“With Wrigley Field, you get a very elegant and high-quality simplicity, which never got dated.”
-Tim Samuelson, Chicago Historical Society
William Veeck Sr. was originally a sportswriter. He used the pseudonym “Bill Bailey” with the Chicago American to write a series of articles on how to fix the woeful Chicago Cubs. It grabbed the attention of Cubs owner William Wrigley, who then hired Veeck to help run the team in 1918. By season’s end the Cubs were in the World Series, losing to Boston, and Veeck was promoted to the team president.

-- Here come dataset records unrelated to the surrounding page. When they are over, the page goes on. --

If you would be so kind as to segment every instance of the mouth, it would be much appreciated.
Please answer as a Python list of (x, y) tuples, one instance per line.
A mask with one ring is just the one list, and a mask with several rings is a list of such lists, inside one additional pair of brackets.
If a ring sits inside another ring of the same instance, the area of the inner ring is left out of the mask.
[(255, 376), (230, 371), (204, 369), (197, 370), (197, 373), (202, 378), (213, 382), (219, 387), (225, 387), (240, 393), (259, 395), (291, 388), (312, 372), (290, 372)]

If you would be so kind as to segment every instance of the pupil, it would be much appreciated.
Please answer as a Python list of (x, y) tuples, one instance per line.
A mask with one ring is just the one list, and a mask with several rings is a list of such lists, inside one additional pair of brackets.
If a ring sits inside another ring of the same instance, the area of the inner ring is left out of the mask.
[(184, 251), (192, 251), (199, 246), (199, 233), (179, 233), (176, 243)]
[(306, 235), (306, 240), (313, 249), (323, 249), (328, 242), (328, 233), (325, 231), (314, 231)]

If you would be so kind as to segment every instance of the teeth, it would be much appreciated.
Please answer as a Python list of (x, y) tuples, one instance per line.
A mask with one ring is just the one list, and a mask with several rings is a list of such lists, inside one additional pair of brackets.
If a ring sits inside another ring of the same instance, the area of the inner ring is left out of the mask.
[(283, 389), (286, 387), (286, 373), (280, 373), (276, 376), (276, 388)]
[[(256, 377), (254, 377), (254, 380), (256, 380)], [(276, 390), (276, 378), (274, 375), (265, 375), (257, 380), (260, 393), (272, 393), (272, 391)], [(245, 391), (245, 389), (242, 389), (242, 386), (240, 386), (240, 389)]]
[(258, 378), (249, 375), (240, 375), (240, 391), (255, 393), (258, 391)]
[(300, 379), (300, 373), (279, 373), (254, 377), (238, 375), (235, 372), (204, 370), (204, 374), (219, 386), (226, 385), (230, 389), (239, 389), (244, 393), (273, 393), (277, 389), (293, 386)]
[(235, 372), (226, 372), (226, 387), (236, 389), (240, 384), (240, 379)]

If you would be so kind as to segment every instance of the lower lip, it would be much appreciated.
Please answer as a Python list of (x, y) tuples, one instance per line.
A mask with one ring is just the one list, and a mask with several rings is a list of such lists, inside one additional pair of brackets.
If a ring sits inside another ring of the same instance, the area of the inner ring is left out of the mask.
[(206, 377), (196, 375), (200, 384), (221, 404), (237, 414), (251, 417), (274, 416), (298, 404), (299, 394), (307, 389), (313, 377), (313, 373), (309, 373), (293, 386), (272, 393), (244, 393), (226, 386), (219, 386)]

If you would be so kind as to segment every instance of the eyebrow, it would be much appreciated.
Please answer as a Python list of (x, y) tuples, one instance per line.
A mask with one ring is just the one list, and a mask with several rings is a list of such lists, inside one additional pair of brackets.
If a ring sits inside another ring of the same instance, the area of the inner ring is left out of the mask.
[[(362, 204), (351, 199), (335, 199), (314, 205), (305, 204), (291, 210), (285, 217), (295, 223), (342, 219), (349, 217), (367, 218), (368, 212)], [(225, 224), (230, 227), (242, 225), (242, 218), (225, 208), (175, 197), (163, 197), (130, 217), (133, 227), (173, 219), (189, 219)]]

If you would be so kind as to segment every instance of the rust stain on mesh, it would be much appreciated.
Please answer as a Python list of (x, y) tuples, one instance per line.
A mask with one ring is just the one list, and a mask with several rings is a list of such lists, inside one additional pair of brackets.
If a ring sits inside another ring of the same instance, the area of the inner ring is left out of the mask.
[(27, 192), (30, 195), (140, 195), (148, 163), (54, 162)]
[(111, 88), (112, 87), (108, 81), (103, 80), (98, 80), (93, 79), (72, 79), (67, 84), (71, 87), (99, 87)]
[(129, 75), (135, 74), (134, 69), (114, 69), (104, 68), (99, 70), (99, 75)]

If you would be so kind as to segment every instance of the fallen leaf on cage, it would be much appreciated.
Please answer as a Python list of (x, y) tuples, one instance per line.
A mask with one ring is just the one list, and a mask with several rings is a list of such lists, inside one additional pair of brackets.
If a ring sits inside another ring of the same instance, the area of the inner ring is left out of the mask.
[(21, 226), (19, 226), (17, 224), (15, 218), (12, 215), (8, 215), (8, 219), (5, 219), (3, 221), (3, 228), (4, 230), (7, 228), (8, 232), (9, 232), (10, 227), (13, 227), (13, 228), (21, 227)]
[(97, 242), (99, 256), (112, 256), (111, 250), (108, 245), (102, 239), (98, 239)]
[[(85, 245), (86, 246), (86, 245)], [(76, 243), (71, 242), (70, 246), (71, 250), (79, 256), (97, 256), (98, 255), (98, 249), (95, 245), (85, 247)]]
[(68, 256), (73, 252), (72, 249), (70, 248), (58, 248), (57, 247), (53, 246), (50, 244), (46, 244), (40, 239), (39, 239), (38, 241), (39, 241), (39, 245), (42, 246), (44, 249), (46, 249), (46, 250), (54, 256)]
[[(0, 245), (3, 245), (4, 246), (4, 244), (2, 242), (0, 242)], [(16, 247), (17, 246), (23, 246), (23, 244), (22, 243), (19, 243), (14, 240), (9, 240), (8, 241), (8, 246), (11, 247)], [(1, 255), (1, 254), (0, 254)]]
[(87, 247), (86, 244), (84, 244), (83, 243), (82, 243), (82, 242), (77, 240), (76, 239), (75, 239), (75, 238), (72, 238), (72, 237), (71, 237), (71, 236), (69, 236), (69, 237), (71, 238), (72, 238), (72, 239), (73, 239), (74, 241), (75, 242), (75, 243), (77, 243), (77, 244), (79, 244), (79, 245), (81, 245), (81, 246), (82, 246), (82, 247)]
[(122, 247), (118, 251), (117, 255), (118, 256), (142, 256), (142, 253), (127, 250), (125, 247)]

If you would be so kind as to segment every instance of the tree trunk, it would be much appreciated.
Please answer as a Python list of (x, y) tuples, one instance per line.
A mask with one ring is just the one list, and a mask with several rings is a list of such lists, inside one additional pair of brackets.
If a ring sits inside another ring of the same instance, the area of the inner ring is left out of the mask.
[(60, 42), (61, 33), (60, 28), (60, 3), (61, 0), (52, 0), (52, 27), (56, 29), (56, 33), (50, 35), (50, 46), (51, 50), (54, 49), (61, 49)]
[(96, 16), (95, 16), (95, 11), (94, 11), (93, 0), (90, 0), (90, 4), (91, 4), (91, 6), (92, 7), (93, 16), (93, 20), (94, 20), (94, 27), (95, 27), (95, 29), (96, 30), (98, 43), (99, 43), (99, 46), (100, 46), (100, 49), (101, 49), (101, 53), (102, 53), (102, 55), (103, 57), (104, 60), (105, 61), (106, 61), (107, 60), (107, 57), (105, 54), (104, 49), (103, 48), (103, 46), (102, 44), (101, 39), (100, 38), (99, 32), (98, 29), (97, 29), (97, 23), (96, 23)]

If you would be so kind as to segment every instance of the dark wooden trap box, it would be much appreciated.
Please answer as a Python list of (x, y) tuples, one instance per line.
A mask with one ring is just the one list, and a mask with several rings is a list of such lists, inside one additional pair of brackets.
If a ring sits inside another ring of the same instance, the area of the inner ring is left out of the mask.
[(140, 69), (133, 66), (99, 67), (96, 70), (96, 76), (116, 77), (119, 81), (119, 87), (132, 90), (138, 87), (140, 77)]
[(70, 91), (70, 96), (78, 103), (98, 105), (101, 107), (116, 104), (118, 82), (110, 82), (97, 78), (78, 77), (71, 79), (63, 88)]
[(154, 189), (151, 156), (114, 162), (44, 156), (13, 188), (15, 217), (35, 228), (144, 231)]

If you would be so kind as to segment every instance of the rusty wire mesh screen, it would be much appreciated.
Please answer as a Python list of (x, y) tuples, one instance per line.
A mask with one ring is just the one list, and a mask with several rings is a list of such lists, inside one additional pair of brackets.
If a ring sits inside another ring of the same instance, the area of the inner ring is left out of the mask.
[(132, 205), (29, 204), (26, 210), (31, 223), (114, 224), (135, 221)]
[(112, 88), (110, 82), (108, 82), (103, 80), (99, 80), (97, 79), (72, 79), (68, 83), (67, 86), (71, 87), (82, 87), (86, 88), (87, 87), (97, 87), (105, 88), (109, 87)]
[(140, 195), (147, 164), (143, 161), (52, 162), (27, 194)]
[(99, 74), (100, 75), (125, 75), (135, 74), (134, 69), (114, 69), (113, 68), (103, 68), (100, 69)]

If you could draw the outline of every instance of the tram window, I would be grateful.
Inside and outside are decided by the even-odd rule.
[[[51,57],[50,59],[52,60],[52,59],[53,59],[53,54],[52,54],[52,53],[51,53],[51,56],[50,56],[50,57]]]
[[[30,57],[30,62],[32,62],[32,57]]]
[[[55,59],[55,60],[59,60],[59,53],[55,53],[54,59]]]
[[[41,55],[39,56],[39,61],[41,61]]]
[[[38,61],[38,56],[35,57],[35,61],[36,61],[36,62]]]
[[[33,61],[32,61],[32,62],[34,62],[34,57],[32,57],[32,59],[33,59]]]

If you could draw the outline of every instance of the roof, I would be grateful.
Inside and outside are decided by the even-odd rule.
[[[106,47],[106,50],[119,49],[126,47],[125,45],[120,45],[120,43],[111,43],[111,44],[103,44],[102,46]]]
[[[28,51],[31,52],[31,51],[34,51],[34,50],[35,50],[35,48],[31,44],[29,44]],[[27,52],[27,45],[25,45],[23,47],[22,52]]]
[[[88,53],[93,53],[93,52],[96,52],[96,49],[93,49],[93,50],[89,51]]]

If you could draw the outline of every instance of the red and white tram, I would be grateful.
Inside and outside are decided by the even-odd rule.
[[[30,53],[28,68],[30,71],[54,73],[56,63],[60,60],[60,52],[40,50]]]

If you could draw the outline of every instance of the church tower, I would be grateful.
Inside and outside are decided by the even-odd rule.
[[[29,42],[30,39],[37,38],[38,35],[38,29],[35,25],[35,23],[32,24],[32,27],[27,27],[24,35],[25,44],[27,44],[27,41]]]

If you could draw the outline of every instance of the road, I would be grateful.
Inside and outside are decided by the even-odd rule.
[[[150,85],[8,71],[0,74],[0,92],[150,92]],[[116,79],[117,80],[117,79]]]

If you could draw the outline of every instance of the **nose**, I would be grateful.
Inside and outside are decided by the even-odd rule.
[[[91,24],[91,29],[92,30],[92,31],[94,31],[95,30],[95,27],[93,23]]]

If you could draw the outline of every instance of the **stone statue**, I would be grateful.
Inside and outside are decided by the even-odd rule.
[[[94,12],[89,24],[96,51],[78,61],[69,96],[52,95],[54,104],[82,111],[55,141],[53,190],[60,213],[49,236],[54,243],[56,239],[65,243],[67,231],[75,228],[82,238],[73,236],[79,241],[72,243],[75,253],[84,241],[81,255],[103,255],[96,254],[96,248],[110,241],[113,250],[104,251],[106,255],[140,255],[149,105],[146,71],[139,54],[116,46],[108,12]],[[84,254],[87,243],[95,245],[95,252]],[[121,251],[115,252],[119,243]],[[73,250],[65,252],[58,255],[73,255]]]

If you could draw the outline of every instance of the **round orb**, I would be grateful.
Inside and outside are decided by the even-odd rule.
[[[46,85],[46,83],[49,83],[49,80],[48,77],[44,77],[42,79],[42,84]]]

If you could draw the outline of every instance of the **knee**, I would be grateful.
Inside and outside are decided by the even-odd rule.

Veeck always stayed ahead of his time in professional baseball; promoting his idea for a Mid-Summer Classic and pushing for inter-league play. He was masterful at bucking traditional baseball operations, such as hiring Joe McCarthy, a career minor leaguer, to manage the Cubs. McCarthy was instrumental in leading Chicago to the 1929 World Series, which, in typical Cubs fashion, they lost to Philadelphia.
Veeck remained team president until his death in 1933, with the Cubs having won three pennants under his watch: 1918, 1929, 1932. His son Bill Veeck carried on the family tradition becoming a colorful owner of the Cleveland Indians, St. Louis Browns and Chicago White Sox.